Question

RNA-seq data for deep learning classification

0

Entering edit mode

6 months ago

yahn • 0

The objective of my task is binary classification for the HPV-status of head and neck cancer patients with multi-modal data including genomics, transcriptomics and histopathology data.

For the transcriptomics data, I downloaded mRNA seq files with raw count, and normalised counts with tpm, fpkm, fpkm-uq transformation methods. However, it seems that these normalisation methods are not preferred choices and often raw counts are used directly as inputs for DESeq2 or EdgeR normalisation.

I did some further reading on DESeq2 and EdgeR normalisation methods, but they use the label information - which I would not want as this would require an independent test set etc..

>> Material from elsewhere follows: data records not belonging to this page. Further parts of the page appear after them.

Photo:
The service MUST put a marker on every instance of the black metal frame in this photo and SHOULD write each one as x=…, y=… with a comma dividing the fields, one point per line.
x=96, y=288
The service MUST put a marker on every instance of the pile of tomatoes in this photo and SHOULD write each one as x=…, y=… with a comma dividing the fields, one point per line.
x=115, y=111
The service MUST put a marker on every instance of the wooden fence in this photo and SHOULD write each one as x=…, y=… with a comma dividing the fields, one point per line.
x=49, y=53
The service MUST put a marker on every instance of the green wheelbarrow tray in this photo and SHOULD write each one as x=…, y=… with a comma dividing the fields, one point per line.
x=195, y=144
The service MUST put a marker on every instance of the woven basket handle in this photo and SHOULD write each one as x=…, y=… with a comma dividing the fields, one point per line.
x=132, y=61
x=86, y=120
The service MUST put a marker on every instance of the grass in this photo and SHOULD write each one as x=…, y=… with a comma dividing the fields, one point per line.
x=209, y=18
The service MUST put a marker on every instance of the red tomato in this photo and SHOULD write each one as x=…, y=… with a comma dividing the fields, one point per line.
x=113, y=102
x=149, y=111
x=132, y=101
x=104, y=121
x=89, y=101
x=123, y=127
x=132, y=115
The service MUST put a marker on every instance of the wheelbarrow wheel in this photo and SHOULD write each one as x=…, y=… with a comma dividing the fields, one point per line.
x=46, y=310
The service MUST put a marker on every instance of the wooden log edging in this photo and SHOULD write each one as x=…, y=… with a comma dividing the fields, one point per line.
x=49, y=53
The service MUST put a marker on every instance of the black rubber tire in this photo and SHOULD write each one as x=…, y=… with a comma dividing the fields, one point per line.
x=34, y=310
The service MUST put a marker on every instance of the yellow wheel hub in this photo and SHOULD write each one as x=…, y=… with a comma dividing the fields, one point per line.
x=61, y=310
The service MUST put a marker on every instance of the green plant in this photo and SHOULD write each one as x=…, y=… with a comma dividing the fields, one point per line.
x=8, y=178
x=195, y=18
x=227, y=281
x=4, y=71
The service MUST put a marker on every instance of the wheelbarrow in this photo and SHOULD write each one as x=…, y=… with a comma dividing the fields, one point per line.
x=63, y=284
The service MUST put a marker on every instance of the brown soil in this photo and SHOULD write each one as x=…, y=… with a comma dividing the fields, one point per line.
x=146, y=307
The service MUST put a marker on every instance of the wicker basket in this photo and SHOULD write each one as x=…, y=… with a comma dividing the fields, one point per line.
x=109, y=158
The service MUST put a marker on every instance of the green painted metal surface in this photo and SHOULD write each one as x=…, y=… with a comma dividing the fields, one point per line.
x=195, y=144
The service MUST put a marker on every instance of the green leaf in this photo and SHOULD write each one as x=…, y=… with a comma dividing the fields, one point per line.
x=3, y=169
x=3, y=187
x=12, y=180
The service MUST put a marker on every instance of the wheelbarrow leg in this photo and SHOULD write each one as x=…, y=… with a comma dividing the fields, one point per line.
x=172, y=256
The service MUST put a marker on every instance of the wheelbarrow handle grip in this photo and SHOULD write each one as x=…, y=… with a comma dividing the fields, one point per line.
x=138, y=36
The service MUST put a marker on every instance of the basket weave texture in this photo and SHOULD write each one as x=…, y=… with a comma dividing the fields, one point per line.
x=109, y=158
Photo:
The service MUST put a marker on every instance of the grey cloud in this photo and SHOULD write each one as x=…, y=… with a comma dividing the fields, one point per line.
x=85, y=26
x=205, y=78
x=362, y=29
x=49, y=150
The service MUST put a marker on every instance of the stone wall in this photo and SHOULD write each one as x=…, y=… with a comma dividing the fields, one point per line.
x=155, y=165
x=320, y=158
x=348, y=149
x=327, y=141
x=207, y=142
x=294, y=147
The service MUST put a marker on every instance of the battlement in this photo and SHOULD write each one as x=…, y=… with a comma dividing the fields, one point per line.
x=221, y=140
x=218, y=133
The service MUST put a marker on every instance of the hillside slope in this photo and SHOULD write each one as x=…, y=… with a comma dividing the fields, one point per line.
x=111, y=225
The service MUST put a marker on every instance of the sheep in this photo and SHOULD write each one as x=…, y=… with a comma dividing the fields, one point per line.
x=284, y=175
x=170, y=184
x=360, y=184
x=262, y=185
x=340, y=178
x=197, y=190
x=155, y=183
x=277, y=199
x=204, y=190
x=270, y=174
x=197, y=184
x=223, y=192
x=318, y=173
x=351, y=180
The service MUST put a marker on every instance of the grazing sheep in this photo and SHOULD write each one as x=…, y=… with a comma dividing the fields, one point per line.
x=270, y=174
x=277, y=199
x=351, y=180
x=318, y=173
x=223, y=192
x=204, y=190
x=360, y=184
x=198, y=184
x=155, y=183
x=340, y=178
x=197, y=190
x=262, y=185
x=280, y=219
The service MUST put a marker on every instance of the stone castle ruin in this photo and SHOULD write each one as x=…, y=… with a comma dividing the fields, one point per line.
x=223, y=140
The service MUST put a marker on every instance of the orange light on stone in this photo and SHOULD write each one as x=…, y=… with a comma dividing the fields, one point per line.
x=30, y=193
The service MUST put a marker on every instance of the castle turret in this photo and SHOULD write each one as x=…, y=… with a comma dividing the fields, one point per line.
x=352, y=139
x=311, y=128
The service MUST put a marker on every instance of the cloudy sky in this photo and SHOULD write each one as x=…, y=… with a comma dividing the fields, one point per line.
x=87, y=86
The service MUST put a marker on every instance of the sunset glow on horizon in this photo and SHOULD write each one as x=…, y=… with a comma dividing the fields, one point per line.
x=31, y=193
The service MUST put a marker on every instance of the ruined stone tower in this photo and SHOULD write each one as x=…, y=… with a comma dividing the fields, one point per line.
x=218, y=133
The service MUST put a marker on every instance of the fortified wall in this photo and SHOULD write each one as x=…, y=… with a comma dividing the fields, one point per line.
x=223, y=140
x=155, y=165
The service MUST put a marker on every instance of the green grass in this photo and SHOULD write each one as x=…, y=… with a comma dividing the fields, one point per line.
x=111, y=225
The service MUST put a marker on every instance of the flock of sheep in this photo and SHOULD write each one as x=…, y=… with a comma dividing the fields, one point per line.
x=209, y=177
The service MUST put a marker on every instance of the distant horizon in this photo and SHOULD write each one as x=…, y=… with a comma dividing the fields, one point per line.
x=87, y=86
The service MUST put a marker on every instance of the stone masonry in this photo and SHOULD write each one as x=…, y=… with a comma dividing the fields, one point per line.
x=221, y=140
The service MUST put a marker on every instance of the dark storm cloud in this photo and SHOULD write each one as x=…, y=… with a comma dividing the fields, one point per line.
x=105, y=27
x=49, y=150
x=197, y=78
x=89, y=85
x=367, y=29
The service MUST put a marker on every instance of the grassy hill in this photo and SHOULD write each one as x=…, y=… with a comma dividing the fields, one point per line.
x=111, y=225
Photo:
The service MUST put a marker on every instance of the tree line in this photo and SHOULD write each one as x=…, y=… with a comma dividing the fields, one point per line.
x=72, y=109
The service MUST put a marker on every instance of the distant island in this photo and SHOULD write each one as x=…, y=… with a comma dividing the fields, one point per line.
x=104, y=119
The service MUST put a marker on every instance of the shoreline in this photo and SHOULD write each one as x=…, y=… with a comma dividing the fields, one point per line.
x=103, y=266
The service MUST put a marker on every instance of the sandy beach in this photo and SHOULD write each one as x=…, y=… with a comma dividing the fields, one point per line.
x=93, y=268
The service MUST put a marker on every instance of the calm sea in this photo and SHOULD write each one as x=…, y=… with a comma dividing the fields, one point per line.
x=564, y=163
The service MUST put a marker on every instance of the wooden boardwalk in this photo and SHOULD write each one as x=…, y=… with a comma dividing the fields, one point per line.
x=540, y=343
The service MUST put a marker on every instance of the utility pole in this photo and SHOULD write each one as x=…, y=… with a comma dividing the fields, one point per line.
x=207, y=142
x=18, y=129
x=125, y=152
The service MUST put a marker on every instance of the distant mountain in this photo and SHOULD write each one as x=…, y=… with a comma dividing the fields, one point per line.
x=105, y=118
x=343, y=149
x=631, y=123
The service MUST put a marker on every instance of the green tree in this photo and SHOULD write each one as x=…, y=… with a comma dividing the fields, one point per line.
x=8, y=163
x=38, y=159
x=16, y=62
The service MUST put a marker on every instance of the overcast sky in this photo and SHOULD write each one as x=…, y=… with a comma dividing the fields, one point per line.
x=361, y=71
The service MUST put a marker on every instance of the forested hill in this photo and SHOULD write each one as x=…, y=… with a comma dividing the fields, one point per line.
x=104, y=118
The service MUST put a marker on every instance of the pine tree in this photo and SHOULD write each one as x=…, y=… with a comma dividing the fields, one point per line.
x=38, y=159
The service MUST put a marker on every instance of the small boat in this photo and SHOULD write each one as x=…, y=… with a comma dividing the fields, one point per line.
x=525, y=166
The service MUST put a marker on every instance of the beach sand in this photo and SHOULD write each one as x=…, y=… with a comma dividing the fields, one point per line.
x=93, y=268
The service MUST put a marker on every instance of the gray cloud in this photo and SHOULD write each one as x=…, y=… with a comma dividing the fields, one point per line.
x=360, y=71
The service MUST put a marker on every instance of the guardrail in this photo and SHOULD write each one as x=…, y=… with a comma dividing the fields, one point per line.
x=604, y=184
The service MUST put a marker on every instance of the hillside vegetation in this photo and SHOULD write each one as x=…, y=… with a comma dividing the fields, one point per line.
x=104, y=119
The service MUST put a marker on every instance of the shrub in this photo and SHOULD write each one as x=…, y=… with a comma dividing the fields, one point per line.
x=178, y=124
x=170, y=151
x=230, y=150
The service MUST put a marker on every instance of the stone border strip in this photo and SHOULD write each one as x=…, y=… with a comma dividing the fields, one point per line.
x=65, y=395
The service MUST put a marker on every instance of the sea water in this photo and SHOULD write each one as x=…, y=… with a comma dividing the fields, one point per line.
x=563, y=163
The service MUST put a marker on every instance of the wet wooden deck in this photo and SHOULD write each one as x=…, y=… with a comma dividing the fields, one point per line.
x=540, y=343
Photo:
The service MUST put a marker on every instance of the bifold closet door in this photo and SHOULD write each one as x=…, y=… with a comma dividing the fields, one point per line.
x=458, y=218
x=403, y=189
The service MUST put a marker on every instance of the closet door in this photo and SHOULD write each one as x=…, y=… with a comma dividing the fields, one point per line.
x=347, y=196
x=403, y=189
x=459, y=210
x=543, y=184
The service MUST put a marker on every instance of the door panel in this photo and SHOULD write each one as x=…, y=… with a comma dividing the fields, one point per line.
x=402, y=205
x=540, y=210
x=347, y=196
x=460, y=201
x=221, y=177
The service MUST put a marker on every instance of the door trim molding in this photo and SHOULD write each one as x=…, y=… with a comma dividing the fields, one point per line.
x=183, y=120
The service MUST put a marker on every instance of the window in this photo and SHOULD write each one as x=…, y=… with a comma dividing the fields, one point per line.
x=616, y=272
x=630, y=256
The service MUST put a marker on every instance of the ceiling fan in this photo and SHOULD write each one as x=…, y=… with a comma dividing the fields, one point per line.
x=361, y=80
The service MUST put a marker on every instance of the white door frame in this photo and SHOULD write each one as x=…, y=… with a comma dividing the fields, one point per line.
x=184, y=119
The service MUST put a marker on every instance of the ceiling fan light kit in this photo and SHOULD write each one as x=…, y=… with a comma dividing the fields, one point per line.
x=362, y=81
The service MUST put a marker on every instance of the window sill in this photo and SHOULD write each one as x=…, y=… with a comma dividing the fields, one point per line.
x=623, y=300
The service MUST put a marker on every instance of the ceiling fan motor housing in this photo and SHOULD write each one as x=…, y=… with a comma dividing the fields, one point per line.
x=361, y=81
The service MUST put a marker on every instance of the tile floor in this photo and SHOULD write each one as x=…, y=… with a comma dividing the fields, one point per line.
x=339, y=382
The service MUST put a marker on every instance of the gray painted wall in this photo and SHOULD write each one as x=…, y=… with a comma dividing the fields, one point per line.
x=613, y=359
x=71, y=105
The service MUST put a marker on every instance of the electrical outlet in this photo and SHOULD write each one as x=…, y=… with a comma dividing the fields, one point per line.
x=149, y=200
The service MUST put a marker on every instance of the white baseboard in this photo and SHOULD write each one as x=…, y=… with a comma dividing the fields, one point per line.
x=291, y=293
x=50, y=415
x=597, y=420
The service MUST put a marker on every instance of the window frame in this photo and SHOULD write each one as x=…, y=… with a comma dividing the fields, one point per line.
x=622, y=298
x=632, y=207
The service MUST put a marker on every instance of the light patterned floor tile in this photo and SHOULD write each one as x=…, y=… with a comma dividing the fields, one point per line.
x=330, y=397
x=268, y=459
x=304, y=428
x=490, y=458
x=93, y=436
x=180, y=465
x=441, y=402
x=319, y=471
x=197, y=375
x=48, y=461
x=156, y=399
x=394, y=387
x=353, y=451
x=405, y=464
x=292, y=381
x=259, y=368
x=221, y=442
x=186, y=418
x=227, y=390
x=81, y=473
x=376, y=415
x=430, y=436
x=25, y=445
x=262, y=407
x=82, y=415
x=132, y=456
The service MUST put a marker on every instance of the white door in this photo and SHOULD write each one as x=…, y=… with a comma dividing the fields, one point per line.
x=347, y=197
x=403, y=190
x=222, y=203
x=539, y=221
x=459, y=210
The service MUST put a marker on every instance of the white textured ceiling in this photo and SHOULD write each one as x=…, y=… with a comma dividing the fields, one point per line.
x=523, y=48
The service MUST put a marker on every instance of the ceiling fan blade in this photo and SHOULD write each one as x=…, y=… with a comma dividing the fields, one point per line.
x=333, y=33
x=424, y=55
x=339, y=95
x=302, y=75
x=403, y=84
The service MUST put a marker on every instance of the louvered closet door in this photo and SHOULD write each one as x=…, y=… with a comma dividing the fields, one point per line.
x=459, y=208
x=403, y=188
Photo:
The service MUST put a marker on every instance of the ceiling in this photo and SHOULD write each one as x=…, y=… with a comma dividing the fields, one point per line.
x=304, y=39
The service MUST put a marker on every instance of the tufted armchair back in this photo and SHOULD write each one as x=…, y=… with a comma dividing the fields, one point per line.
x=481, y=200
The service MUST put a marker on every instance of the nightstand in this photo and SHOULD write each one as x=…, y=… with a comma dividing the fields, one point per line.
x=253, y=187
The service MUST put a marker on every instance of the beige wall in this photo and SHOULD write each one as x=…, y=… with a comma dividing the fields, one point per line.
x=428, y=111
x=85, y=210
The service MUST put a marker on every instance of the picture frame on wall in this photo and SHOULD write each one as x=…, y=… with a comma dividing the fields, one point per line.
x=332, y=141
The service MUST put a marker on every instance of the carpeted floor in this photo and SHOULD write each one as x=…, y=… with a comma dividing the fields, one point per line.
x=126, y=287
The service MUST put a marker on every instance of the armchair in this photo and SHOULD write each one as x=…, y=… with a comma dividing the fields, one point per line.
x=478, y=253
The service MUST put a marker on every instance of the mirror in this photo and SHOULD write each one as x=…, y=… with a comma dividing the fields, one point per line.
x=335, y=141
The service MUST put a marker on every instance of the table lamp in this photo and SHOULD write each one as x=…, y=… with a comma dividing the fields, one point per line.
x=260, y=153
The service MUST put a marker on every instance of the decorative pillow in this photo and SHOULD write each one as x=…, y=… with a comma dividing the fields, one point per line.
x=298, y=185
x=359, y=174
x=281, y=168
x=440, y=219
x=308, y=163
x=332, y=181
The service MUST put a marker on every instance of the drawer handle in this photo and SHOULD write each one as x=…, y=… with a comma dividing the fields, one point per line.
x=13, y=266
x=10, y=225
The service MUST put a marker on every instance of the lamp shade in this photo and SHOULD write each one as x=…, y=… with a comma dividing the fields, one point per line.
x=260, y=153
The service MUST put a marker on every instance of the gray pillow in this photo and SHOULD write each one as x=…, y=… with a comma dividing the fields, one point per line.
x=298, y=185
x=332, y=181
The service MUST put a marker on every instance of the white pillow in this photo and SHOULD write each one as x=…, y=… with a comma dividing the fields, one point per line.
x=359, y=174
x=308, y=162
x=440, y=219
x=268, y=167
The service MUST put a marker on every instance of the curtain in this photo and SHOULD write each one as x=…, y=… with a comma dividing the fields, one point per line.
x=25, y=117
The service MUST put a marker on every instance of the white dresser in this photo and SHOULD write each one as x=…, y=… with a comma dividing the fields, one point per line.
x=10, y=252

Prior to the feature selection, I would like to apply normalisation for the raw count but I am not very sure still after days of reading which format of RNA-seq data to use. Could anyone give advice on how I can proceed further with this?

Thank you very much.

rna-seq • 479 views

ADD COMMENT • link 6 months ago by yahn • 0

score 1 · Accepted Answer · 2024-05-02

Honestly speaking, if it's deep learning, it probably doesn't matter that much if you use something like TPMs (probably not raw counts, unless one of your features is sequencing depth). I'm sure a deep learning model will be able to learn the things that cause between-sample differences and account for them naturally as it's making predictions.

Machine learning is practically constructing a complicated mathematical function over your features. Normalization is itself a mathematical function.

A patient walks into your clinic and you want to tell that n=1 patient their HPV status. You can get TPMs out from their sample fairly easily, and that's what you want to plug into your model.